2007年3月27日(火)掲載

◎函館八幡宮につつじ園を造成
 函館八幡宮(函館市谷地頭町2、中島敏幸宮司)の境内に函館の花「ツツジ」が植えられる。場所は、2004年9月の台風18号の猛威で倒れた木や石碑が積んだままになっている一角で、同神社の敬神婦人会(國立タミ会長、会員200人)が創立50周年を記念して申し出た。28日午後11時半から安全祈願祭を開き、4月末までに完成させる。花を付けたツツジを植える予定で、5月ごろに見ごろを迎え、参拝客の目を楽しませることになりそうだ。

 植えられるのは、参道から本殿に向かって右側の約300坪の傾斜面。500万円かけて整備し、100本を植える。

 04年の台風では、社殿(1915年完成)の銅ぶき屋根の一部がはがれたほか、参道付近のケヤキ、ヒバ、ヒノキなど約50本が根元から倒れるなど甚大な損害を被った。建物は災害保険で修復されたが、倒木地は今も倒れた石碑や大木の切り株などが残されたまま。急こう配で重機を持ち込めないため、これまで同神社職員が手作業で倒木除去に当たってきた。

 「神聖な場所を野ざらしにするのは寂しい。できることがあれば」と同婦人会が50周年記念事業として提案。再び倒れることのないよう根付きの良い、函館市の花「ツツジ」を選んだ。

 同婦人会は57年の創立から「正月の縁起物づくり」や「すす払い」などで同神社を支えてきた。國立(くにたて)タミ会長(79)は「神社に一生残るものを婦人会として選びました。参拝者が和むような場所になれば」と願う。

 同神社は「大変ありがたく感謝いたします。青い森に花が咲く。近づいて花の間に腰を下ろしたり、参道から観賞したりして楽しんでもらいたい」と話していた。
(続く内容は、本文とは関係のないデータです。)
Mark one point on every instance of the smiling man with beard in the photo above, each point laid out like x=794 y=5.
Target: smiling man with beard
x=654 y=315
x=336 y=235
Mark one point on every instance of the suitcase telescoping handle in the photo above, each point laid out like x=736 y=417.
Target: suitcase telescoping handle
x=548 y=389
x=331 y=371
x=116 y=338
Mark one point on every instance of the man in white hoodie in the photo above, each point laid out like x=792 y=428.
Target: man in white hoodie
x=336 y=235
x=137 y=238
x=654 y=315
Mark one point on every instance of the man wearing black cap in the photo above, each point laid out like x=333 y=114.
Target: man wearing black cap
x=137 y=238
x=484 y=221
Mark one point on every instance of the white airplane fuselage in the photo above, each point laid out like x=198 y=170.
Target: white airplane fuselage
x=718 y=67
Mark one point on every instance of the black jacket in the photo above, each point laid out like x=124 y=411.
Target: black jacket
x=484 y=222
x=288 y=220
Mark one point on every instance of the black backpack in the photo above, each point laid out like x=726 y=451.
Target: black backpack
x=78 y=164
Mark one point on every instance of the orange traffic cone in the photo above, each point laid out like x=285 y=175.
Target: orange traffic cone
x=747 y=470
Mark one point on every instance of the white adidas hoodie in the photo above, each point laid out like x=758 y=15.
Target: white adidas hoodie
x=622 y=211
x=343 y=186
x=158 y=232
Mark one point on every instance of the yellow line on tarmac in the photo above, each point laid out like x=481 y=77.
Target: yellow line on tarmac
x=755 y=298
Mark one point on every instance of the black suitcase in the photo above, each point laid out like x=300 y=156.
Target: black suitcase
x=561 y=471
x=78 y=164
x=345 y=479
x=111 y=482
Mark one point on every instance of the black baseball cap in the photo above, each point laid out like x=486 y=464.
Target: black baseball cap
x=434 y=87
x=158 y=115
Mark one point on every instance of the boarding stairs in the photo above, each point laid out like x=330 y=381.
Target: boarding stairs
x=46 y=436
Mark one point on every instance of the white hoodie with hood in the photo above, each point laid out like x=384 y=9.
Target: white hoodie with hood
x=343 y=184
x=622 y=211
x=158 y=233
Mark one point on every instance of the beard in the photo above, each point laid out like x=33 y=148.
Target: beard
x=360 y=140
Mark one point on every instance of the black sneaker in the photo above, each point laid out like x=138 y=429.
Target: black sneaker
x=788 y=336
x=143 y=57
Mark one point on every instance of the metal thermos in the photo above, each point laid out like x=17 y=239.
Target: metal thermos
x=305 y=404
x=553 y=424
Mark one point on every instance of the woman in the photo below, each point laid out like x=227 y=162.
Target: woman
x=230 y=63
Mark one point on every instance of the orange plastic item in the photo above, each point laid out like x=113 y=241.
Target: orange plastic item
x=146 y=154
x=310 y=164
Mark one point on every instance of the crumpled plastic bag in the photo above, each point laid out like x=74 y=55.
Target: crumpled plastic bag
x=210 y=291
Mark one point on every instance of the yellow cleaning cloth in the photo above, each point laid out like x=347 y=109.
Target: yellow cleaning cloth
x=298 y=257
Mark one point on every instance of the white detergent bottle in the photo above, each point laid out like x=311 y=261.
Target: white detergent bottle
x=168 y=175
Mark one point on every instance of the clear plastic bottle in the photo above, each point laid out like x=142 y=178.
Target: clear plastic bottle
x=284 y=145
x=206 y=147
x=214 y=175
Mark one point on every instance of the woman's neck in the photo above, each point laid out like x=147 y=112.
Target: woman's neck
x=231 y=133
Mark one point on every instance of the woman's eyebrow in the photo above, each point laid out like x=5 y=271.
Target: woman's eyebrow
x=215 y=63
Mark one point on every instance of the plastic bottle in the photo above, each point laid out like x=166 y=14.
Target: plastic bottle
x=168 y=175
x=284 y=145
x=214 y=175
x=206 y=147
 設立50周年記念式典と祝賀会は、10月8日に行われる予定。 (佐々木 司)


◎函館市の季節労働者 半数が年収100―199万
 季節労働による年収は200万円未満で、「収入が不安定」―。函館市が季節労働者を対象に行ったアンケートで厳しい現実が浮き彫りになった。調査結果によると、収入の不安定、低収入を不安視し、通年雇用を希望する声が52・9%に上った。雇用保険の特例一時金削減や、本年度末での通年雇用安定給付金など助成制度の廃止も決定しており、行政だけではなく、事業者側にも支援や対応が迫られている。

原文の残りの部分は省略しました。